The Importance of Robots.txt

The Importance of Robots.txt

Robots.txt, with the cooperation of webmasters, acts as a guide for web robots. Using robots.txt without the right knowledge can be disastrous for your website.

In fact, if you create it by mistake in an important section of your site, the search engine robots would not crawl those web pages, and they will remain absent in the search results. Therefore, it is essential to know the value, the aim, and the right usage of a robots.txt file in SEO.

What’s Robots.txt?

In simple words, robots.txt file is used to restrict search engine crawlers from indexing selected areas of the website.

What is Robots.txt

The Working Process

The robots.txt file guides the search engine robots for the web pages that a website owner does not want to be crawled. For instance, if a trader does not wish specific videos on his website to be listed by Google or other search engines, then they can be blocked easily with the use of a robots.txt file.
You can go to your website and check if you have a robots.txt file by adding /robots.txt immediately after your domain name in the address bar at the top:

Robots.txt URL format

The URL you enter should look like this: http://www.mywebsite.com/robots.txt (with your domain name instead!)

When you create this file for your website, the search engine robots will look at the robots.txt to crawl and index specific pages of your site.

How to create a robots.txt file

If your website does not have a robots.txt file, get one created as quickly as possible. If you want to do it yourself, follow the steps mentioned below.

  • Create and save a new text file as “robots.txt”. Use the Notepad application on your Windows PCs or Text Edit on Mac before saving it as a text-delimited file.
  • The text file created should be uploaded to the root directory of your website. The root directory is the root level folder called “htdocs” or “www” which makes it appear directly after your domain name.
  • If you use sub domains, you will need to create a robots.txt file for each subdomain.
  • txt is case sensitive.
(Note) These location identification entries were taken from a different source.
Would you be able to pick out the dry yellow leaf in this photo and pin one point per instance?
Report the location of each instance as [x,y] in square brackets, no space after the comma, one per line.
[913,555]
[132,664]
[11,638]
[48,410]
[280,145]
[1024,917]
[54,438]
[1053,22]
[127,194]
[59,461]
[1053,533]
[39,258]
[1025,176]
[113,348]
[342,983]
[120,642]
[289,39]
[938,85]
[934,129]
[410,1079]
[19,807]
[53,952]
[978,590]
Make sure that the file is named “robots.txt” and not Robots.txt, robots.TXT, or any other spelling.
  • The /robots.txt file is publicly available. Just add /robots.txt to the end of any root domain to see that website’s directives, that is, if that site has a robots.txt file! This means that anyone can see what pages you want or do not want to be crawled, meaning do not use it to hide private user information.
  • It is best to indicate the location of any sitemaps associated with this domain at the bottom of the robots.txt file.

Technical robots.txt syntax

Robots.txt syntax is merely the “language” of robots.txt files. The standard terms you will most likely come across in a robots file are:

  • User-agent: The specific web crawler to which you are giving crawl instructions (usually a search engine). A list of most user agents can be found here.
  • Disallow: The command used to tell a user-agent not to crawl a URL. Only one “Disallow:” line is allowed for each URL.
  • Allow (Only applicable for Googlebot): The command to tell Googlebot it can access a page or subfolder even though its parent page or subfolder may be disallowed.
  • Sitemap: Used to call out the location of any XML sitemap(s) associated with this URL.

What should be in the robots.txt file?

It is difficult for many to agree about what should and should not be in robots.txt files. You need to understand that robots.txt is designed to act as a guide for web robots and not all robots will follow your instructions.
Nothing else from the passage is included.